Philip Bartlett, chairman of the Maine Public Utilities Commission, speaks with reporters at the University of Southern Maine in Portland in this July 16, 2019, file photo.

Maine utilities regulators announced Tuesday that they will delay a decision on a requested rate increase from Central Maine Power until after investigations into billing and metering issues end.

Maine Public Utilities Commission Chairman Philip Bartlett said the metering and billing case must be “thoroughly understood” before making a decision on the rate increase, saying the decision is in the interest of transparency and Maine ratepayers.

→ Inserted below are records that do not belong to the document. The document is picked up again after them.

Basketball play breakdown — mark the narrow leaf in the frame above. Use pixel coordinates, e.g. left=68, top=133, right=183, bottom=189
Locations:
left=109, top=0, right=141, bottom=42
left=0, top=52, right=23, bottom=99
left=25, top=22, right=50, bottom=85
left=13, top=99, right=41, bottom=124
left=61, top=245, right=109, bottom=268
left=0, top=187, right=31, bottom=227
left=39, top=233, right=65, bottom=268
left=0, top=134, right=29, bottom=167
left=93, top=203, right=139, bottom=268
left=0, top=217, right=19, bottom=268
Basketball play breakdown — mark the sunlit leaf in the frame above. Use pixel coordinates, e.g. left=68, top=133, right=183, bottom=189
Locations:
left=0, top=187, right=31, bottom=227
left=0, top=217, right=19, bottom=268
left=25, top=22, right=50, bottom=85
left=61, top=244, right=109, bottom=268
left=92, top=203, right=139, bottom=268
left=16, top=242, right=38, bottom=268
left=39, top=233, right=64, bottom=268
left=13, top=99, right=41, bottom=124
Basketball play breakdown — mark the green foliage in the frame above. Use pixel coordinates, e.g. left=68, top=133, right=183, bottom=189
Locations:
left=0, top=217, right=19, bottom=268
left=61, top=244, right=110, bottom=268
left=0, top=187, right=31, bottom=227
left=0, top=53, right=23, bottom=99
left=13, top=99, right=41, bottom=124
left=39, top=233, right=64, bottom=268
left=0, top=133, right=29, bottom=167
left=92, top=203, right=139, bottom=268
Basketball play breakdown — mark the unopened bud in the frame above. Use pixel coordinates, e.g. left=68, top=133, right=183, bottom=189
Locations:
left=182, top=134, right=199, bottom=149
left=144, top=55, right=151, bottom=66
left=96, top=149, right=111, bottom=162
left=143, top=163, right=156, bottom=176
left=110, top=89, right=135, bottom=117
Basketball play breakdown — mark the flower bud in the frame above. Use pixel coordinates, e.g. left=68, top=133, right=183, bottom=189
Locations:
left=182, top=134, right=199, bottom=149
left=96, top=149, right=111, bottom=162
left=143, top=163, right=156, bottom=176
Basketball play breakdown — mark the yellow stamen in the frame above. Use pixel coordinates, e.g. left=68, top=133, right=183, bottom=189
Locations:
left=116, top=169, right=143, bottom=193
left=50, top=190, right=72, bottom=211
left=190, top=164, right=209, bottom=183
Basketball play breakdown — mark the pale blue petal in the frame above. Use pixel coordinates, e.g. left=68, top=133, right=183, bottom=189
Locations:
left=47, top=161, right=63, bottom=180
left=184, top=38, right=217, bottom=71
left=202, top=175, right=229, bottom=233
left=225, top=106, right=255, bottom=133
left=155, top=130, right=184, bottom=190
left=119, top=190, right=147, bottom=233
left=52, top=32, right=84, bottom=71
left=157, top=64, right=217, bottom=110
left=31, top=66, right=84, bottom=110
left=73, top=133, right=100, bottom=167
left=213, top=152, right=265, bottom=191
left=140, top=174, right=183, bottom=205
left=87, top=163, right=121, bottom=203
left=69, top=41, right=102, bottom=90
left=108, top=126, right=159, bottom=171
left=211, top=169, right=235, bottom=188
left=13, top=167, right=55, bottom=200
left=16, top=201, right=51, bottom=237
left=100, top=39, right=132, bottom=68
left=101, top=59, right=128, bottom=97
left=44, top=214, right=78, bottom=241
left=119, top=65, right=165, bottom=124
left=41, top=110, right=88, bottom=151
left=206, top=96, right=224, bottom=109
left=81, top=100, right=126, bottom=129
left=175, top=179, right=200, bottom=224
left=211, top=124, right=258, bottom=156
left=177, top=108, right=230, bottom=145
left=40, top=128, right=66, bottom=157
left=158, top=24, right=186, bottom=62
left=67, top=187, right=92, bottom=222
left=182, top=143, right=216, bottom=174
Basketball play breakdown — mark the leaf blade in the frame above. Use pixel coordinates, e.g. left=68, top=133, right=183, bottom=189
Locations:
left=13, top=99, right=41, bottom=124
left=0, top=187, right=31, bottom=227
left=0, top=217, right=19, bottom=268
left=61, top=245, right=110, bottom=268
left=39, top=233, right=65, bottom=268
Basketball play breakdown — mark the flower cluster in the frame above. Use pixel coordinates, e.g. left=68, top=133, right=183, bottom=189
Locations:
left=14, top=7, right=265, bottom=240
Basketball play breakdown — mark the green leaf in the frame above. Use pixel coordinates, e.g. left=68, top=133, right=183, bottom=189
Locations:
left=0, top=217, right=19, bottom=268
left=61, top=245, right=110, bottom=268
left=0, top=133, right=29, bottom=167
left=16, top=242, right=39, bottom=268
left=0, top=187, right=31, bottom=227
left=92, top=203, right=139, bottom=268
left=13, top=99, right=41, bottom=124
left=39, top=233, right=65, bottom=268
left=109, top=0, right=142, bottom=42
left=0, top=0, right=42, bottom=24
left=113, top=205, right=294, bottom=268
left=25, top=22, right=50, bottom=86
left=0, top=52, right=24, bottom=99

“Our experienced staff is devoting hundreds of hours to these cases, including hours spent with Maine consumers at public hearings and in assisting in the resolution of claims made by ratepayers. Mainers can be assured that their testimony will play a role in these cases,” Bartlett said.

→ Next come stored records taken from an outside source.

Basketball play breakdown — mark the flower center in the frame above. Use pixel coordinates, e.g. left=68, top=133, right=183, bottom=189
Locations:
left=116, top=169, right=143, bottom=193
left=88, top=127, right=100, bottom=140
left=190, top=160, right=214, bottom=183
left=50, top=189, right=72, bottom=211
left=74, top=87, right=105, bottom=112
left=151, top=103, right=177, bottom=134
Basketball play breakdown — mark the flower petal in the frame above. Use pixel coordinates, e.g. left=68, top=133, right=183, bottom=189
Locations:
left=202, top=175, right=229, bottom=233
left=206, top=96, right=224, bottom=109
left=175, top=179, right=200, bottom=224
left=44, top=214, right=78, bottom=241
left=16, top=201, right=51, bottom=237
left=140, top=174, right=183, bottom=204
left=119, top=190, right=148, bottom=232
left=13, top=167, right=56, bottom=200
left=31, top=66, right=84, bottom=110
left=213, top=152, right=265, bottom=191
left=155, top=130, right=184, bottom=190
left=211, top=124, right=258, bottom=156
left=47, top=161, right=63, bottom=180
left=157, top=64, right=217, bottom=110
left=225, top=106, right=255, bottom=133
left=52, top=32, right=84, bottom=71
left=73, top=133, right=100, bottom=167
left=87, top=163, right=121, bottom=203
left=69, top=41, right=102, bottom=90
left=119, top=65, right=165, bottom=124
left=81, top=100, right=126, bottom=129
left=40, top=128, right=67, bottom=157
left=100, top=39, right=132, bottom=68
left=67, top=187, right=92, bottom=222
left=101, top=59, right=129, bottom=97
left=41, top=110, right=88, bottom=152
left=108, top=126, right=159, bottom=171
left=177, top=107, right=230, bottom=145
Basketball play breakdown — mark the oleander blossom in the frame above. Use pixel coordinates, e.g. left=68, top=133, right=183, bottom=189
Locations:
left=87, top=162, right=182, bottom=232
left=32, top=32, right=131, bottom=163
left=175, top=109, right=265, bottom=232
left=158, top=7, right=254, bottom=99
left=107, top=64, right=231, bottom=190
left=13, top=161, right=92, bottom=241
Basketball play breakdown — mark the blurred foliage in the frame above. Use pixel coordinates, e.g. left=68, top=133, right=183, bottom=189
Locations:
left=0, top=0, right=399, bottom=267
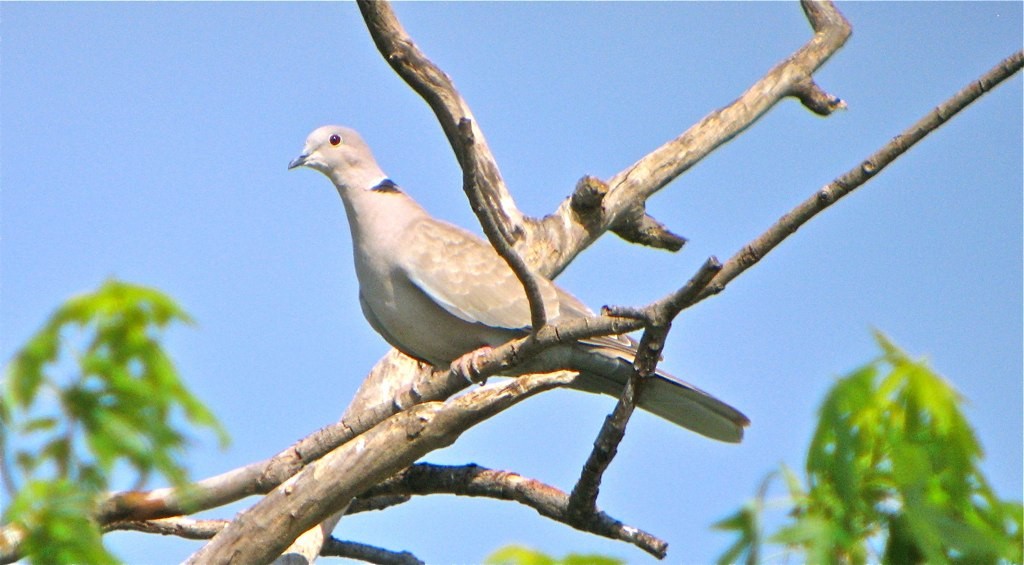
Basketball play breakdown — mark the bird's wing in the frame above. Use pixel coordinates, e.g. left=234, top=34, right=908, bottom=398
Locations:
left=398, top=217, right=561, bottom=331
left=393, top=210, right=749, bottom=442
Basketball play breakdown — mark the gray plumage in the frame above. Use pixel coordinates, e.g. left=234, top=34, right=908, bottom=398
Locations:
left=289, top=125, right=749, bottom=442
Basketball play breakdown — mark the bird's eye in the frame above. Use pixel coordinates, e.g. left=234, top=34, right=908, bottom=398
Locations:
left=329, top=134, right=341, bottom=146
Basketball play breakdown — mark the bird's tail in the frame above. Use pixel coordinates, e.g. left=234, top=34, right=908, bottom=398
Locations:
left=564, top=345, right=749, bottom=443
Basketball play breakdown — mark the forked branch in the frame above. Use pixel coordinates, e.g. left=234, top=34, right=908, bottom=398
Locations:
left=360, top=463, right=667, bottom=558
left=186, top=372, right=577, bottom=563
left=354, top=0, right=521, bottom=234
left=699, top=49, right=1024, bottom=301
left=568, top=258, right=724, bottom=520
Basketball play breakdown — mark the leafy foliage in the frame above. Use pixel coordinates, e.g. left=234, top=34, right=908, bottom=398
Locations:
left=716, top=332, right=1023, bottom=564
left=1, top=280, right=227, bottom=564
left=485, top=545, right=624, bottom=565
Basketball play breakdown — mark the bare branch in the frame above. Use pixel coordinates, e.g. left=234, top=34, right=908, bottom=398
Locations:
left=697, top=50, right=1024, bottom=302
left=186, top=372, right=576, bottom=564
left=96, top=355, right=450, bottom=525
left=568, top=259, right=723, bottom=517
left=789, top=76, right=847, bottom=116
left=357, top=0, right=549, bottom=330
left=361, top=463, right=667, bottom=559
left=533, top=1, right=852, bottom=277
left=569, top=175, right=611, bottom=217
left=610, top=212, right=688, bottom=252
left=347, top=494, right=411, bottom=515
left=107, top=517, right=228, bottom=540
left=106, top=518, right=425, bottom=565
left=321, top=539, right=425, bottom=565
left=89, top=350, right=580, bottom=531
left=567, top=369, right=642, bottom=521
left=457, top=118, right=548, bottom=330
left=571, top=176, right=687, bottom=251
left=355, top=0, right=522, bottom=238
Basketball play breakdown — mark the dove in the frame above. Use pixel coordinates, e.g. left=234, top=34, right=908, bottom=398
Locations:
left=289, top=125, right=749, bottom=442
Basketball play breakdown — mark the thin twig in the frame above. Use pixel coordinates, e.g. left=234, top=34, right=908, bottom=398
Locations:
left=357, top=0, right=547, bottom=331
left=789, top=76, right=847, bottom=116
left=347, top=494, right=412, bottom=515
left=567, top=259, right=723, bottom=517
left=697, top=50, right=1024, bottom=303
left=457, top=119, right=548, bottom=330
left=106, top=517, right=228, bottom=540
left=355, top=0, right=522, bottom=234
left=321, top=539, right=425, bottom=565
left=566, top=364, right=642, bottom=521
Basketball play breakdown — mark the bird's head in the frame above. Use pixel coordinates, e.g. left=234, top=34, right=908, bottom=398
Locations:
left=288, top=125, right=387, bottom=190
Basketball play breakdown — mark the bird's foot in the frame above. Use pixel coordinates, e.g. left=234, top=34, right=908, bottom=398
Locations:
left=451, top=346, right=494, bottom=384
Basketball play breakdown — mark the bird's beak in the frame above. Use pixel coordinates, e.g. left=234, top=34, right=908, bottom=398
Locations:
left=288, top=153, right=309, bottom=170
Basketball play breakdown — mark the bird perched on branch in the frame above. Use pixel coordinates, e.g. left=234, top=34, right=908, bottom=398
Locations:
left=289, top=125, right=749, bottom=442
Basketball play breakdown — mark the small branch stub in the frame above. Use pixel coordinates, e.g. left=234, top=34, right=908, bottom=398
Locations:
left=790, top=77, right=847, bottom=115
left=570, top=175, right=610, bottom=218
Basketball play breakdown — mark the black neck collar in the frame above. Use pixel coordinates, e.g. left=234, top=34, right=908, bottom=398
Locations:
left=371, top=178, right=400, bottom=193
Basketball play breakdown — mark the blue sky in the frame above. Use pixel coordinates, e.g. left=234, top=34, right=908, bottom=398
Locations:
left=2, top=2, right=1021, bottom=563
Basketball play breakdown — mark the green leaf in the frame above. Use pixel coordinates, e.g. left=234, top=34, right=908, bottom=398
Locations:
left=3, top=479, right=119, bottom=565
left=1, top=279, right=229, bottom=562
left=713, top=505, right=759, bottom=565
left=7, top=330, right=60, bottom=407
left=771, top=514, right=844, bottom=564
left=779, top=464, right=805, bottom=499
left=21, top=417, right=60, bottom=434
left=484, top=546, right=623, bottom=565
left=718, top=333, right=1022, bottom=565
left=561, top=555, right=623, bottom=565
left=882, top=514, right=924, bottom=564
left=485, top=546, right=557, bottom=565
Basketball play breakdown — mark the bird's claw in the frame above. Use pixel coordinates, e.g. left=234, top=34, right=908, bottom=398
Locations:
left=451, top=346, right=493, bottom=384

A decision was originally due in the rate case in October, but that has been delayed until December, when a decision in the metering and billing case is expected.

CMP came under the microscope since the October 2017 wind storm, when consumers began receiving higher-than-expected electric bills. CMP has said it is working to resolve identified problems, but complaints to the utilities commission, public advocate and grassroots consumer groups persist.

At the same time, the company has asked the commission to raise its distribution rate as much as 10.65 percent. That’s about $5 per month added to an average residential customer’s bill for using 500 kilowatt hours a month.

The commission held three public hearings last month about CMP’s proposed rate hike and the billing and metering issues. A hearing in Portland on July 16 was sparsely attended, but drew vocal critics of the utility.

In reviewing CMP’s rate and revenue requirements, the commission’s hearing examiners proposed that the utility’s profit level be decreased with a “management efficiency adjustment” for ongoing poor service that started in 2016.

Commission staff in February recommended that CMP be penalized for its poor customer service performance by having its allowable profit cut $4 million to $6 million annually, according to the commission. Despite CMP’s rebuttal to the recommendation, the commission’s staff reaffirmed its recommendation in June. A final decision is pending and could affect the potential rate hike, commission spokesman Harry Lanphear told the BDN last month.